Haleyi, 42, said Weinstein invited her to his SoHo home after she had worked on one of his television productions.
“At some point, fairly soon into meeting him there, he kind of came towards me and lunged at me,” she said. “I got up from the sofa and said, ‘Oh, no, no, no.’”
Haleyi said Weinstein backed her into a bedroom, held her down on the bed and forced himself on her orally.
She testified that she told Weinstein she had a tampon in, but that he pulled it out.
Haleyi said she subsequently accepted an invitation from Weinstein to meet him at a Tribeca hotel.
“I believe I was trying to regain some sort of power or something,” she said.
When she met him, Haleyi said, Weinstein immediately pulled her onto the bed and had sex with her, calling her a “whore” and a “bitch.” She said that she did not fight back, but did not want to have sex with him.
Haleyi said that she blamed herself for that encounter.

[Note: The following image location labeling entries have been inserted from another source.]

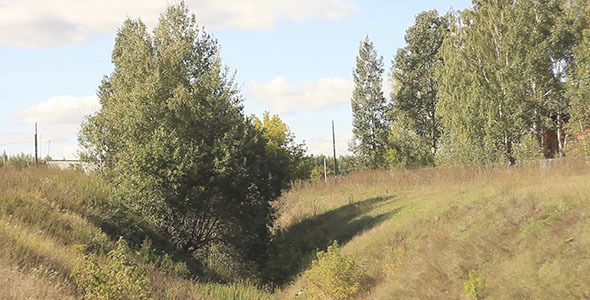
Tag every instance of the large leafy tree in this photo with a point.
(289, 157)
(173, 140)
(578, 89)
(416, 88)
(501, 84)
(369, 106)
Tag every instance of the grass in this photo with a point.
(520, 228)
(446, 233)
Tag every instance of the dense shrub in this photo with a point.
(115, 278)
(474, 287)
(335, 276)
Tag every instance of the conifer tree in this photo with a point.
(415, 91)
(369, 107)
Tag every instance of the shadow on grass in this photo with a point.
(293, 248)
(135, 230)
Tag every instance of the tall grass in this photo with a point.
(448, 233)
(520, 228)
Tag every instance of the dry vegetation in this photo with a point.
(447, 233)
(523, 230)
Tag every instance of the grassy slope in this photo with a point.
(417, 233)
(527, 230)
(45, 213)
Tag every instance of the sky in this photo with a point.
(293, 58)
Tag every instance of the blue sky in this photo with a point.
(292, 57)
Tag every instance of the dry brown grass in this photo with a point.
(524, 228)
(38, 284)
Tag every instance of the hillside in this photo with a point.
(516, 233)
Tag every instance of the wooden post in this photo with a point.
(334, 147)
(36, 158)
(325, 171)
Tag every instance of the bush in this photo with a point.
(335, 276)
(115, 278)
(474, 287)
(529, 149)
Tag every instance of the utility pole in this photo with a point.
(325, 171)
(36, 158)
(334, 147)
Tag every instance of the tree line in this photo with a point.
(504, 81)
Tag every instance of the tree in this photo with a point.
(502, 79)
(369, 106)
(578, 87)
(416, 88)
(284, 152)
(173, 140)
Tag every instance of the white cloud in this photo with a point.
(41, 23)
(69, 151)
(58, 120)
(319, 146)
(285, 97)
(59, 111)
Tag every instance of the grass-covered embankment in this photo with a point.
(522, 232)
(447, 233)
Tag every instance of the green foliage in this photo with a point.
(529, 149)
(334, 275)
(505, 64)
(406, 149)
(347, 164)
(172, 137)
(162, 261)
(578, 87)
(117, 278)
(288, 156)
(474, 287)
(415, 92)
(19, 161)
(369, 107)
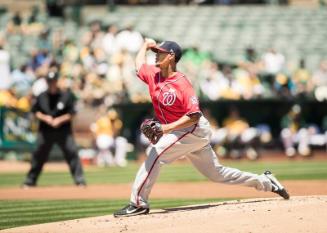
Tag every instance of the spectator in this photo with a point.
(22, 80)
(273, 62)
(319, 82)
(301, 80)
(294, 132)
(109, 42)
(5, 80)
(212, 82)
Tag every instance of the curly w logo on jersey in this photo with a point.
(169, 97)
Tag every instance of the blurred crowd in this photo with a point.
(98, 66)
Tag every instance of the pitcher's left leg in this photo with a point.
(206, 161)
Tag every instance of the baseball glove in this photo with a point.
(152, 129)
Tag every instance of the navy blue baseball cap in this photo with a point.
(169, 47)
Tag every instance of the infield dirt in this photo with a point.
(269, 215)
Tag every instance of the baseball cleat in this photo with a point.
(276, 186)
(131, 210)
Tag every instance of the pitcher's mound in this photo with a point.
(299, 214)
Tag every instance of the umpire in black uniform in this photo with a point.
(55, 109)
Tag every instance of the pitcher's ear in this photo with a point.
(171, 56)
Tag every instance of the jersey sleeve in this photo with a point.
(146, 73)
(190, 100)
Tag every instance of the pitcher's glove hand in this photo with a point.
(152, 129)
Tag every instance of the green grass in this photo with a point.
(22, 213)
(285, 170)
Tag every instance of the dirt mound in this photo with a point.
(299, 214)
(180, 190)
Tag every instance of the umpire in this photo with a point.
(54, 109)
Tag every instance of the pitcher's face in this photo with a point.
(163, 60)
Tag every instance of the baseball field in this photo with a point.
(182, 200)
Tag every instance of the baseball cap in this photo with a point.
(168, 47)
(52, 76)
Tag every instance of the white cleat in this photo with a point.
(277, 187)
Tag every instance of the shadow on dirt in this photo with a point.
(207, 206)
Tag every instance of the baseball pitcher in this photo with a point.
(179, 129)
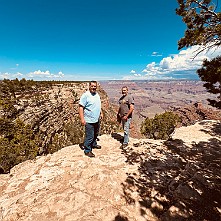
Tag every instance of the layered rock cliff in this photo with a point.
(50, 111)
(154, 180)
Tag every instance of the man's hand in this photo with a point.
(83, 122)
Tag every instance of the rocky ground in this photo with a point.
(149, 180)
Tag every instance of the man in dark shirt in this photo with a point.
(126, 107)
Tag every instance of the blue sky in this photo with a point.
(94, 40)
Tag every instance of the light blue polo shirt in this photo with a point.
(92, 106)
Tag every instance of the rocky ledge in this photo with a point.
(179, 179)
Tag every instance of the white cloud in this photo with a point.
(5, 75)
(45, 74)
(18, 74)
(184, 64)
(156, 54)
(35, 75)
(132, 72)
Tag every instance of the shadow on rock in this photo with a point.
(176, 182)
(117, 137)
(120, 218)
(214, 131)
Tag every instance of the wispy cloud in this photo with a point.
(35, 75)
(156, 54)
(44, 74)
(182, 65)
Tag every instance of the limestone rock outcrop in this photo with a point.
(152, 180)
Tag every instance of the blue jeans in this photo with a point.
(91, 133)
(126, 127)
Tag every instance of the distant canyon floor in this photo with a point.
(155, 97)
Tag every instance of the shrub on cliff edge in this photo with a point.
(161, 126)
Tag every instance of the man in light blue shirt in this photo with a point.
(90, 112)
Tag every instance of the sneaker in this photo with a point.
(123, 145)
(96, 147)
(89, 154)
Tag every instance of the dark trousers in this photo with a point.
(91, 134)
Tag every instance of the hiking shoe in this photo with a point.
(89, 154)
(123, 145)
(96, 147)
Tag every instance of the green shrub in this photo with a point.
(161, 126)
(17, 144)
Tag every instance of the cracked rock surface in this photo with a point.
(149, 180)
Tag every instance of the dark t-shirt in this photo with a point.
(124, 103)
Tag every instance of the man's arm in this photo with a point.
(81, 114)
(129, 112)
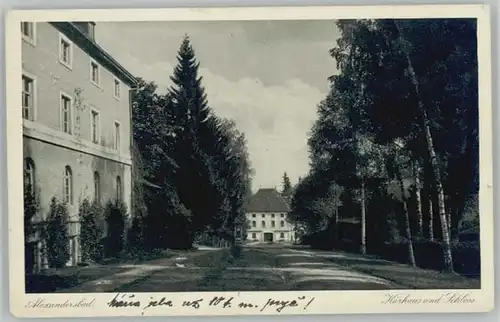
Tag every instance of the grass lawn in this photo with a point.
(68, 277)
(57, 279)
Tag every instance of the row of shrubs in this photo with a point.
(102, 231)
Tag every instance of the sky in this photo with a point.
(268, 76)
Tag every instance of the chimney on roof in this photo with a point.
(87, 27)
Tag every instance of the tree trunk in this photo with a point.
(335, 223)
(431, 220)
(363, 218)
(418, 196)
(411, 253)
(448, 260)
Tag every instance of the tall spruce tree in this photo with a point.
(194, 180)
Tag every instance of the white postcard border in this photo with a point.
(325, 302)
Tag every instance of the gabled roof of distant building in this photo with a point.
(267, 200)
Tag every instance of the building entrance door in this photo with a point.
(268, 237)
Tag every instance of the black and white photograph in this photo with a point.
(251, 155)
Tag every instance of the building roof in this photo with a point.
(267, 200)
(95, 51)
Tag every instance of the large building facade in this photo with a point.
(267, 218)
(76, 103)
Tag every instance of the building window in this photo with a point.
(28, 98)
(94, 126)
(29, 175)
(97, 187)
(28, 31)
(94, 72)
(68, 186)
(66, 114)
(118, 188)
(117, 136)
(117, 88)
(65, 51)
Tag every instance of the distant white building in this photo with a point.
(267, 215)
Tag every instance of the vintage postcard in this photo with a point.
(250, 161)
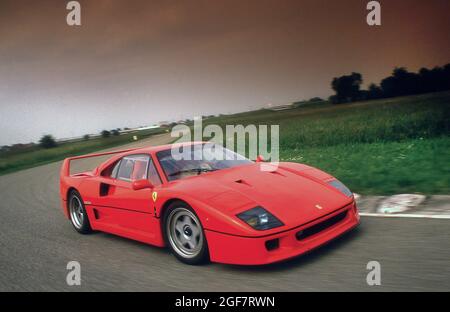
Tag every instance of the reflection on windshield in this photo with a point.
(197, 159)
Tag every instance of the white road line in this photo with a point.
(403, 215)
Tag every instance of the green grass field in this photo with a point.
(376, 147)
(35, 156)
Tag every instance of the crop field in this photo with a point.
(381, 147)
(35, 156)
(384, 146)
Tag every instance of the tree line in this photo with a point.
(401, 82)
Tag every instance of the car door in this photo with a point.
(123, 210)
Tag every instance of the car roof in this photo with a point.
(158, 148)
(144, 150)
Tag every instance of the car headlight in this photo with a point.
(340, 187)
(260, 219)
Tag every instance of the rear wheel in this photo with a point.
(77, 213)
(184, 234)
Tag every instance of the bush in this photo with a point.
(105, 134)
(47, 141)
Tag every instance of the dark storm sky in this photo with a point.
(133, 63)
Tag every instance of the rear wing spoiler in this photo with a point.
(65, 169)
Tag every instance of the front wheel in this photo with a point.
(184, 234)
(77, 213)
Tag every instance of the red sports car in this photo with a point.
(204, 208)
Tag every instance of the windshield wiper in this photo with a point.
(195, 170)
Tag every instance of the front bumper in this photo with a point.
(225, 248)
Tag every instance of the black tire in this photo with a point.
(77, 213)
(173, 238)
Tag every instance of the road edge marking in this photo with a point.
(404, 215)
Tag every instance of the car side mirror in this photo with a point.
(141, 184)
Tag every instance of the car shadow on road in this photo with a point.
(301, 260)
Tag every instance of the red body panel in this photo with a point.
(291, 192)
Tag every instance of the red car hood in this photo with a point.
(295, 196)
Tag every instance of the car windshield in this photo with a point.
(183, 161)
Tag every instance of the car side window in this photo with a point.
(153, 175)
(133, 168)
(115, 170)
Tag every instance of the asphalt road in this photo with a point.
(37, 242)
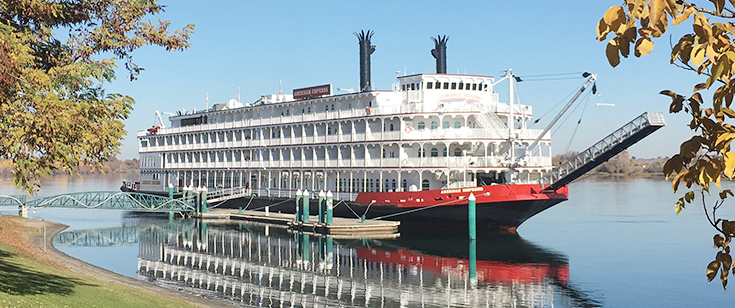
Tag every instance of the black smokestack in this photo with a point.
(365, 51)
(440, 53)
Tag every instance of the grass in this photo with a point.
(26, 282)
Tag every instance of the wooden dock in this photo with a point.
(340, 228)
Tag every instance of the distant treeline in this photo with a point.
(623, 165)
(112, 166)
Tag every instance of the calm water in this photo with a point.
(613, 244)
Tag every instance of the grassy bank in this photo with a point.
(28, 279)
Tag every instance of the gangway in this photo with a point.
(603, 150)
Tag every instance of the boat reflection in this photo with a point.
(252, 265)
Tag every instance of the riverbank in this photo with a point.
(32, 277)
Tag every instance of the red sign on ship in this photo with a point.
(312, 91)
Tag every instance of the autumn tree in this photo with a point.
(55, 58)
(709, 52)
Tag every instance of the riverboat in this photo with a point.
(413, 153)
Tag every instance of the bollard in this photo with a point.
(305, 208)
(204, 199)
(330, 201)
(297, 214)
(472, 222)
(322, 207)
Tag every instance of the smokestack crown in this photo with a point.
(440, 53)
(365, 51)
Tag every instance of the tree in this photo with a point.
(55, 111)
(708, 51)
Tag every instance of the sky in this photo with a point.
(254, 46)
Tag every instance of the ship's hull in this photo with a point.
(502, 207)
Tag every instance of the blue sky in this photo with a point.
(255, 45)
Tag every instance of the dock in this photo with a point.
(340, 228)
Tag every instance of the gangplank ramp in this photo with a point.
(603, 150)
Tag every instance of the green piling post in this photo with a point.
(330, 201)
(472, 222)
(204, 199)
(297, 215)
(322, 206)
(305, 208)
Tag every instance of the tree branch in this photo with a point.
(708, 11)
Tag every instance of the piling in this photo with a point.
(330, 201)
(472, 224)
(322, 207)
(305, 208)
(297, 215)
(204, 199)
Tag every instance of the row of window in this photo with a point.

Weinstein has not been criminally charged over Haleyi’s second allegation.
On cross-examination, Cheronis asked Haleyi whether she had accepted trips to Los Angeles and London paid for by Weinstein shortly after the alleged attack, and questioned her decision to meet him again in London.
Cheronis presented Haleyi with several messages in which she asked Weinstein about possible jobs or, in one instance, feedback on a television concept.
Haleyi said she stayed in touch with Weinstein because he was powerful in her industry, and she needed work.
“I asked for jobs from many people, including Harvey Weinstein,” she said.
Under follow-up questioning by a prosecutor, Haleyi said she had “buried” memories of the alleged assault during the time she was in contact with Weinstein.
“Because I felt trapped and not really able to do anything about it ... I decided to just almost pretend it didn’t happen and just put it aside and carry on as usual,” she said.
Weinstein’s lawyers have said that messages from his accusers would show that their relationships with him were consensual.
Last week actress Annabella Sciorra testified that Weinstein violently raped her in her Manhattan apartment in the early 1990s.
While Sciorra’s allegation is too old to support a separate rape charge against Weinstein, prosecutors hope it will show he is a repeat sexual predator - a charge that could put him in prison for life.